Combined with a fully optimized, updated suite of NVIDIA deep learning software, DGX-2 is purpose-built for data scientists pushing the outer limits of deep learning research and computing.
According to NVIDIA, the DGX-2 can train FAIRSeq, a state-of-the-art neural machine translation model, in less than two days — a 10x improvement in performance from the DGX-1 with Volta, introduced in September. NVIDIA’s new DGX-2 system reached the two petaflop milestone by drawing from a wide range of industry-leading technology advances developed by NVIDIA at all levels of the computing stack.
DGX-2 is the first system to debut NVSwitch, which enables all 16 GPUs in the system to share a unified memory space. Developers now have the deep learning training power to tackle the largest datasets and most complex deep learning models.
NVSwitch: A Revolutionary Interconnect Fabric
NVSwitch offers 5x higher bandwidth than the best PCIe switch, allowing developers to build systems with more GPUs hyperconnected to each other. It will help developers break through previous system limitations and run much larger datasets. It also opens the door to larger, more complex workloads, including modeling parallel training of neural networks.
NVSwitch extends the innovations made available through NVIDIA NVLink™, the first high-speed interconnect technology developed by NVIDIA. NVSwitch allows system designers to build even more advanced systems that can flexibly connect any topology of NVLink-based GPUs.
Advanced GPU-Accelerated Deep Learning and HPC Software Stack
The updates to NVIDIA’s deep learning and HPC software stack are available at no charge to its developer community, which now totals more than 820,000 registered users, compared with about 480,000 a year ago.
Among its updates are new versions of NVIDIA CUDA, TensorRT, NCCL and cuDNN, and a new Isaac software developer kit for robotics. Additionally, through close collaboration with leading cloud service providers, every major deep learning framework is continually optimized to take full advantage of NVIDIA’s GPU computing platform.
DGX-2, with 16 GPUs, is the top of the lineup. It joins the NVIDIA DGX-1 system, which features eight Tesla V100 GPUs, and DGX Station™, the world’s first personal deep learning supercomputer, with four Tesla V100 GPUs in a compact, deskside design.
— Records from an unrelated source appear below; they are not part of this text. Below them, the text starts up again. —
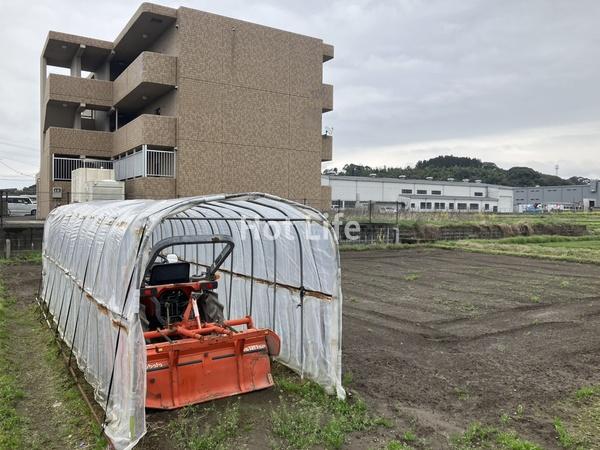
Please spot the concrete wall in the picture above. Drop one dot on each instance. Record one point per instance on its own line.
(365, 189)
(249, 108)
(244, 109)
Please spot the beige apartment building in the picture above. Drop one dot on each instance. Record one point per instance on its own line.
(184, 103)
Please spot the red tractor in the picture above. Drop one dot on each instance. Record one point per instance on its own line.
(193, 354)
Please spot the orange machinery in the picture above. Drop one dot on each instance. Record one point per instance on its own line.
(193, 354)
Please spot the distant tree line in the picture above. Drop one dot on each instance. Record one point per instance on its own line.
(28, 190)
(459, 168)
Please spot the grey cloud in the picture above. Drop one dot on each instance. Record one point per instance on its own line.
(406, 73)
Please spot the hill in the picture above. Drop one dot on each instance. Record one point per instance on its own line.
(459, 168)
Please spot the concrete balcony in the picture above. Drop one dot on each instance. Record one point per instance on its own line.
(327, 52)
(326, 148)
(95, 94)
(148, 77)
(69, 141)
(155, 131)
(326, 97)
(147, 129)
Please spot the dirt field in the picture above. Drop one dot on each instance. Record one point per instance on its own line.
(433, 340)
(445, 338)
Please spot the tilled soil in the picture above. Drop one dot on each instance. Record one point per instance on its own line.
(444, 338)
(53, 414)
(435, 340)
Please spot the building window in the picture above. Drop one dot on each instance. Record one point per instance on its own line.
(62, 166)
(145, 162)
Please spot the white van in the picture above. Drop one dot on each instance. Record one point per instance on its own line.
(21, 206)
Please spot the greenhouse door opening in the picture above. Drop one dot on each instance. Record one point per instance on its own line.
(193, 354)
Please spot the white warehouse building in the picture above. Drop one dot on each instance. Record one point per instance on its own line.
(419, 195)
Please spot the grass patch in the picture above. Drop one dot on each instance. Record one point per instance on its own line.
(587, 392)
(566, 439)
(309, 417)
(29, 257)
(479, 436)
(583, 249)
(397, 445)
(578, 429)
(193, 430)
(12, 425)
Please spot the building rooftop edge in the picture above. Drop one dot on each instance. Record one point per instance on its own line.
(441, 182)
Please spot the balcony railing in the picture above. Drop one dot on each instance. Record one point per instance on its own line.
(150, 75)
(97, 94)
(63, 166)
(145, 162)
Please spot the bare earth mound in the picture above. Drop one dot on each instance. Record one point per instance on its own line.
(444, 338)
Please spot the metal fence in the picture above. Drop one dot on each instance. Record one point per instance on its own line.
(63, 166)
(145, 162)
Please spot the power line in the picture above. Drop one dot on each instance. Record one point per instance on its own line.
(16, 144)
(15, 170)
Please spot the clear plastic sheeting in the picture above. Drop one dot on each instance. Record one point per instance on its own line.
(284, 271)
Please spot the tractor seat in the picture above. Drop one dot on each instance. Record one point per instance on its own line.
(169, 273)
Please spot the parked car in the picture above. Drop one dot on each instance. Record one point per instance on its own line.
(21, 206)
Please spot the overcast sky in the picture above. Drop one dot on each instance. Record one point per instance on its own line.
(512, 82)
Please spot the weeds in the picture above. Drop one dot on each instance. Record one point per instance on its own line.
(12, 425)
(29, 257)
(397, 445)
(191, 432)
(586, 392)
(479, 436)
(565, 438)
(308, 416)
(535, 298)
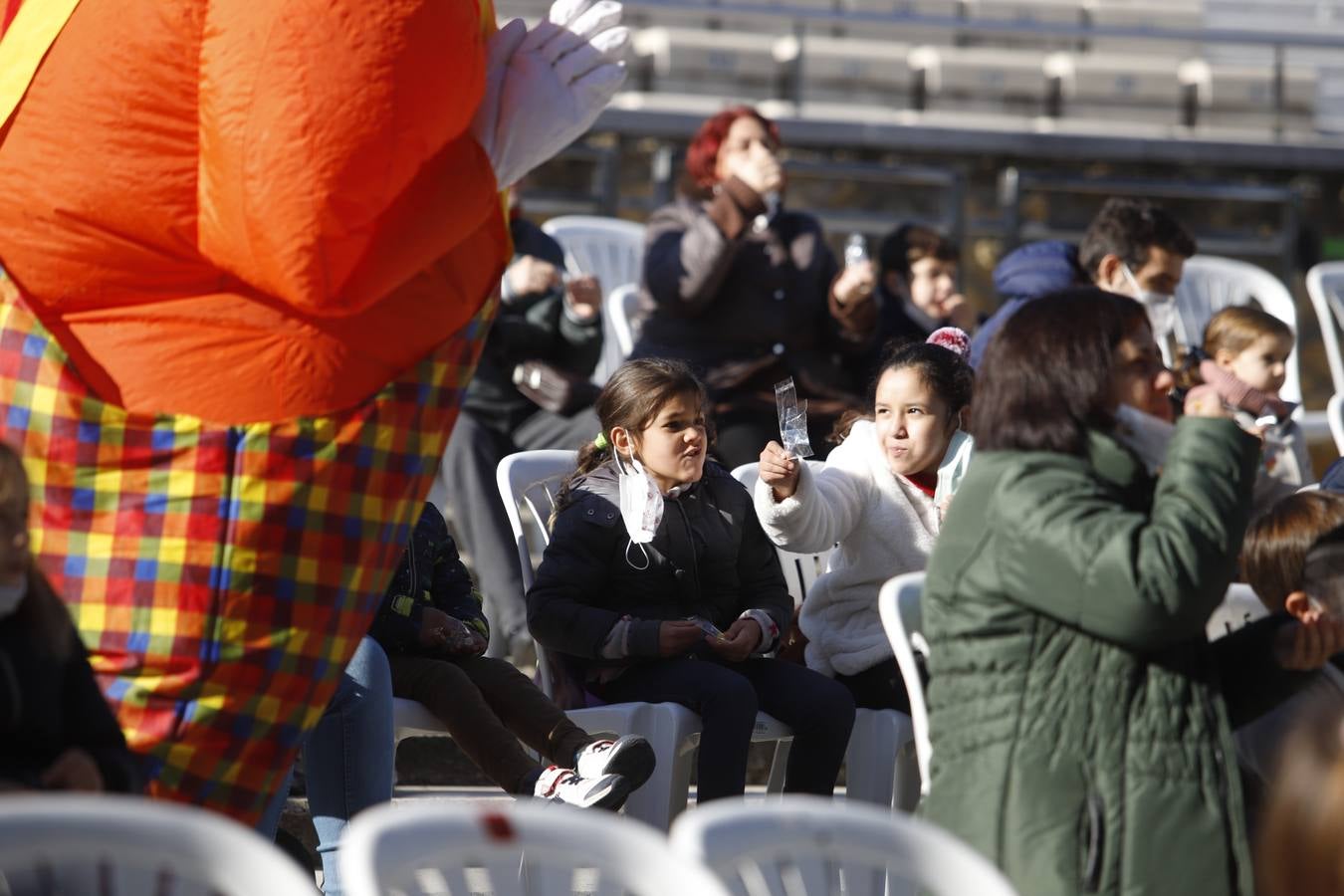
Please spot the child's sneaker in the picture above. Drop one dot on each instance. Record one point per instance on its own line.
(564, 786)
(630, 757)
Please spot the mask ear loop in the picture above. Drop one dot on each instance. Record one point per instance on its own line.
(647, 561)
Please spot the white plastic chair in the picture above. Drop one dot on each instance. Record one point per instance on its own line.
(902, 618)
(1335, 416)
(878, 761)
(531, 480)
(1325, 287)
(440, 848)
(130, 845)
(806, 846)
(1212, 284)
(613, 251)
(799, 569)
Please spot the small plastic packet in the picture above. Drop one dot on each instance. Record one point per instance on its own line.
(793, 419)
(706, 626)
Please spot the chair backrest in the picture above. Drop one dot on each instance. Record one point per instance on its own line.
(618, 323)
(1210, 284)
(510, 849)
(129, 845)
(799, 569)
(812, 846)
(1325, 287)
(902, 618)
(530, 481)
(606, 247)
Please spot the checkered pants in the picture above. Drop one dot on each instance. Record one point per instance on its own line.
(221, 575)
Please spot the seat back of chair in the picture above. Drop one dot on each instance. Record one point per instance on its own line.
(799, 569)
(511, 849)
(1325, 287)
(529, 484)
(605, 247)
(812, 846)
(899, 604)
(130, 845)
(1210, 284)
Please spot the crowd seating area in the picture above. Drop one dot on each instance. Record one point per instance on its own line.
(1093, 62)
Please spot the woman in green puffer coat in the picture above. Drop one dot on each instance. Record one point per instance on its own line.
(1079, 719)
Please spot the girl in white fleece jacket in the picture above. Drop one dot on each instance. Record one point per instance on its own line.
(879, 497)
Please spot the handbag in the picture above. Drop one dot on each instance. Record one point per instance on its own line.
(554, 388)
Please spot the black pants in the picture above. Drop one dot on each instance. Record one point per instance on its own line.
(728, 696)
(488, 707)
(878, 687)
(468, 476)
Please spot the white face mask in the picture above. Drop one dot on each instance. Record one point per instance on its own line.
(11, 595)
(641, 503)
(1160, 307)
(1145, 435)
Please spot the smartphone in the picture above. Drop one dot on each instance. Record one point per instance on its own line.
(706, 626)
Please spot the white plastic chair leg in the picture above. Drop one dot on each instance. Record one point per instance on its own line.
(674, 733)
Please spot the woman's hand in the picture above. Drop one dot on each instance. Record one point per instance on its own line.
(780, 470)
(740, 641)
(1306, 645)
(583, 296)
(855, 284)
(676, 637)
(759, 169)
(73, 770)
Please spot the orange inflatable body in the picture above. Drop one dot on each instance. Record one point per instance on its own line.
(246, 258)
(281, 191)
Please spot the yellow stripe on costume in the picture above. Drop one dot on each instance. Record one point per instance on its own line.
(26, 45)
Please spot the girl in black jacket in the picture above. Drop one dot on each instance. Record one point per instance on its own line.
(660, 585)
(57, 733)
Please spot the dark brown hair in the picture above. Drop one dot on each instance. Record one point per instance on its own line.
(1302, 829)
(1048, 372)
(1126, 229)
(632, 399)
(1238, 327)
(1277, 542)
(909, 243)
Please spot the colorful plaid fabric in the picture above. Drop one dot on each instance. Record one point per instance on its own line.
(221, 575)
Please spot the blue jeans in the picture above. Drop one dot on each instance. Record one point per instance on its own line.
(348, 758)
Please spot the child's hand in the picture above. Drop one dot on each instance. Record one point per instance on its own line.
(1306, 645)
(780, 470)
(738, 641)
(73, 770)
(676, 637)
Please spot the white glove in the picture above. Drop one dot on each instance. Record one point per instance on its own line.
(545, 88)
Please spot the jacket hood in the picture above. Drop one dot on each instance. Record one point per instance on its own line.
(1037, 269)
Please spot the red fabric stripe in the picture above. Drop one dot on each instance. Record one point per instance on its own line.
(11, 10)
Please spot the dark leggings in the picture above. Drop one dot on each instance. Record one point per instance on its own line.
(878, 687)
(728, 696)
(488, 707)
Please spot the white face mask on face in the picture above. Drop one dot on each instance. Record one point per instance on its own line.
(1145, 435)
(641, 503)
(11, 595)
(1160, 307)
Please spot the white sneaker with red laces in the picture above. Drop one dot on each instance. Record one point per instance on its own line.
(566, 786)
(629, 757)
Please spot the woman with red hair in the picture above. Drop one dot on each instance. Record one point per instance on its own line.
(748, 292)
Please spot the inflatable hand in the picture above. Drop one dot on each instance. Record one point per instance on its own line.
(545, 88)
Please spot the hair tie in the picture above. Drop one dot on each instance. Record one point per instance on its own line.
(952, 338)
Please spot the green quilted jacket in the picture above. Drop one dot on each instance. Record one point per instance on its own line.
(1081, 722)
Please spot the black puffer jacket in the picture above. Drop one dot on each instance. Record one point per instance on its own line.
(709, 558)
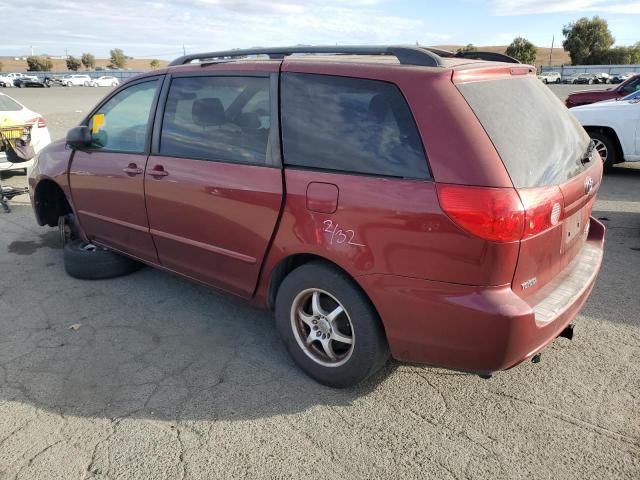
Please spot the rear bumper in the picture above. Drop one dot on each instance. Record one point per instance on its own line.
(481, 329)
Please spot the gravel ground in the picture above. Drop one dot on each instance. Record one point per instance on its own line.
(166, 379)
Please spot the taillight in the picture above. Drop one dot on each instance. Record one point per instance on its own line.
(544, 208)
(38, 122)
(495, 214)
(502, 214)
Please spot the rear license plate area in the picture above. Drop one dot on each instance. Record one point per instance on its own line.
(573, 228)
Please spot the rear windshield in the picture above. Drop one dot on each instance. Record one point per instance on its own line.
(539, 141)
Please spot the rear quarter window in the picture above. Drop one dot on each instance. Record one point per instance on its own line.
(349, 125)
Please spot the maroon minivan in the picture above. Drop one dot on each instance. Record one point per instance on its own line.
(381, 200)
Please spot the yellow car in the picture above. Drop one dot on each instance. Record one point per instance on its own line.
(17, 121)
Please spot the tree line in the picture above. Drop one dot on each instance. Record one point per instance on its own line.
(118, 60)
(588, 41)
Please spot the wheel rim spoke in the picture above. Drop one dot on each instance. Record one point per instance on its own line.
(339, 337)
(305, 317)
(335, 313)
(328, 349)
(310, 338)
(315, 304)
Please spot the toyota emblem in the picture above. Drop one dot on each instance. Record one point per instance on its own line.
(588, 186)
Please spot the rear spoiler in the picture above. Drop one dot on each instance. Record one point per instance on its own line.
(486, 56)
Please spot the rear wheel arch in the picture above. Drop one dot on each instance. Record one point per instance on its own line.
(611, 133)
(50, 203)
(290, 263)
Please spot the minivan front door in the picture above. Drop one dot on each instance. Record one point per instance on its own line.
(213, 184)
(107, 179)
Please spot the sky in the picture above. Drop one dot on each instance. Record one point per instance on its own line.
(160, 28)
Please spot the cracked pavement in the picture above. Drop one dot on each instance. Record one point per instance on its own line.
(167, 379)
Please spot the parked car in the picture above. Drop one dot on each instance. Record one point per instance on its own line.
(590, 96)
(570, 78)
(621, 77)
(586, 79)
(76, 80)
(550, 77)
(6, 79)
(17, 121)
(322, 188)
(30, 81)
(104, 81)
(614, 126)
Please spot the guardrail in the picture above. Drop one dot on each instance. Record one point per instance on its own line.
(119, 74)
(610, 69)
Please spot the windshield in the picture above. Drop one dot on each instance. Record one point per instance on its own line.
(539, 140)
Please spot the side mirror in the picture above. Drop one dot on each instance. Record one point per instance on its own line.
(79, 137)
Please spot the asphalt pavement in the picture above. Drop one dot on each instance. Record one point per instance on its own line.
(149, 376)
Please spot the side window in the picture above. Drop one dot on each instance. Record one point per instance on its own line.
(217, 118)
(349, 125)
(122, 124)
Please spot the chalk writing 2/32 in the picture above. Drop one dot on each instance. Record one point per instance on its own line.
(338, 235)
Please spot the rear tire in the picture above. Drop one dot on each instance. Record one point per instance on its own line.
(89, 262)
(298, 320)
(604, 143)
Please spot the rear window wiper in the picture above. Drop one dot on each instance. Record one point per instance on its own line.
(586, 158)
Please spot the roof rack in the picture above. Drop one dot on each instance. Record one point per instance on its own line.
(406, 55)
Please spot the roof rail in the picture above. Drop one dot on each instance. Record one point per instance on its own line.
(406, 55)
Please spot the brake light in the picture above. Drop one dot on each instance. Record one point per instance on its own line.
(38, 122)
(544, 208)
(502, 214)
(495, 214)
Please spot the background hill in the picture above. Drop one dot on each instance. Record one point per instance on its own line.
(558, 57)
(59, 65)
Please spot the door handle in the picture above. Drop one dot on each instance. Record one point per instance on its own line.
(132, 169)
(158, 171)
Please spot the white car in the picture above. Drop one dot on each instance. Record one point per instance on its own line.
(104, 81)
(6, 79)
(550, 77)
(17, 121)
(614, 126)
(75, 80)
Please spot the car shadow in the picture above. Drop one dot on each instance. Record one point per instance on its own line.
(145, 345)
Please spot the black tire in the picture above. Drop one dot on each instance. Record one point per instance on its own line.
(87, 262)
(612, 151)
(369, 350)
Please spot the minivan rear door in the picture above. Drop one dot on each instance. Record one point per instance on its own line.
(213, 183)
(544, 150)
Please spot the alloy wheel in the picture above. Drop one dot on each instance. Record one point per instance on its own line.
(322, 327)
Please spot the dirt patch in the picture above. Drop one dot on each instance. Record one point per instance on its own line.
(28, 247)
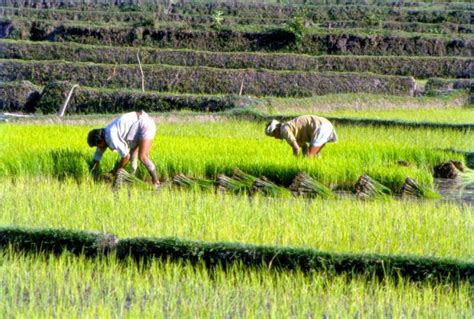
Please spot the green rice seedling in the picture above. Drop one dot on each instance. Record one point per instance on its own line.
(240, 181)
(412, 189)
(182, 180)
(306, 186)
(123, 177)
(385, 226)
(366, 187)
(264, 186)
(66, 286)
(206, 150)
(226, 183)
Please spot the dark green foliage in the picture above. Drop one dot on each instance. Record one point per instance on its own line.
(323, 11)
(297, 28)
(436, 86)
(19, 96)
(327, 42)
(87, 100)
(53, 96)
(225, 254)
(289, 258)
(56, 241)
(418, 67)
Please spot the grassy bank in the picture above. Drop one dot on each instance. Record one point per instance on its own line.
(212, 148)
(418, 67)
(65, 286)
(424, 228)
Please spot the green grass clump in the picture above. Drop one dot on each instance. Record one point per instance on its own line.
(206, 150)
(67, 286)
(388, 226)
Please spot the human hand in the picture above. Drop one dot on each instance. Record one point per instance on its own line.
(108, 177)
(296, 151)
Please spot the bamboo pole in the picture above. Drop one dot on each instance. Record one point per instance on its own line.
(66, 102)
(141, 71)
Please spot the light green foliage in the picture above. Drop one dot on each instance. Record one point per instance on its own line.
(209, 149)
(388, 226)
(45, 286)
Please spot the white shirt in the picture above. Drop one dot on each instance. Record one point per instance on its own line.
(124, 133)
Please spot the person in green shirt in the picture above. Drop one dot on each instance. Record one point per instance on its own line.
(306, 134)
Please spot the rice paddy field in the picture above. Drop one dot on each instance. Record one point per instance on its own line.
(233, 230)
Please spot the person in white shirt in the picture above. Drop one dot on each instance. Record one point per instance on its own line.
(131, 135)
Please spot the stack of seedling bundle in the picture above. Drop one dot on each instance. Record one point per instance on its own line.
(239, 183)
(123, 177)
(306, 186)
(182, 180)
(264, 186)
(366, 187)
(412, 189)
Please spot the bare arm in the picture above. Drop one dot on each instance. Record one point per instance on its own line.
(144, 147)
(314, 150)
(121, 164)
(286, 133)
(295, 147)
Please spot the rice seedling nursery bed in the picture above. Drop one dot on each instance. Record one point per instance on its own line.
(248, 243)
(209, 149)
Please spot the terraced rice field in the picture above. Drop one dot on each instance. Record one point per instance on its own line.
(394, 78)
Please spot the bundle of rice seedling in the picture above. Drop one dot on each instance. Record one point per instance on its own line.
(412, 189)
(123, 177)
(306, 186)
(182, 180)
(265, 186)
(244, 178)
(366, 187)
(226, 183)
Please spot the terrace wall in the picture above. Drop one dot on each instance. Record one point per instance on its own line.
(278, 40)
(207, 80)
(418, 67)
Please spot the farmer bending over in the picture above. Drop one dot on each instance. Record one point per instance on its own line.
(308, 133)
(130, 135)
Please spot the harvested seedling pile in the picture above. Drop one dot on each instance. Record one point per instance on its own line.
(451, 169)
(412, 189)
(306, 186)
(366, 187)
(265, 186)
(182, 180)
(240, 182)
(124, 177)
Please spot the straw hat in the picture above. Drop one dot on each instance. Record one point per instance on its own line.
(271, 127)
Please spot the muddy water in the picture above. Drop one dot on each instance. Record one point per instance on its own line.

These systems enable data scientists to scale their work from the complex experiments they run at their desks to the largest deep learning problems, allowing them to do their life’s work.
Tesla V100 Gets Double the Memory
The Tesla V100 GPU, widely adopted by the world’s leading researchers, has received a 2x memory boost to handle the most memory-intensive deep learning and high performance computing workloads.
Now equipped with 32GB of memory, Tesla V100 GPUs will help data scientists train deeper and larger deep learning models that are more accurate than ever. They can also improve the performance of memory-constrained HPC applications by up to 50 percent compared with the previous 16GB version.
The Tesla V100 32GB GPU is immediately available across the complete NVIDIA DGX system portfolio.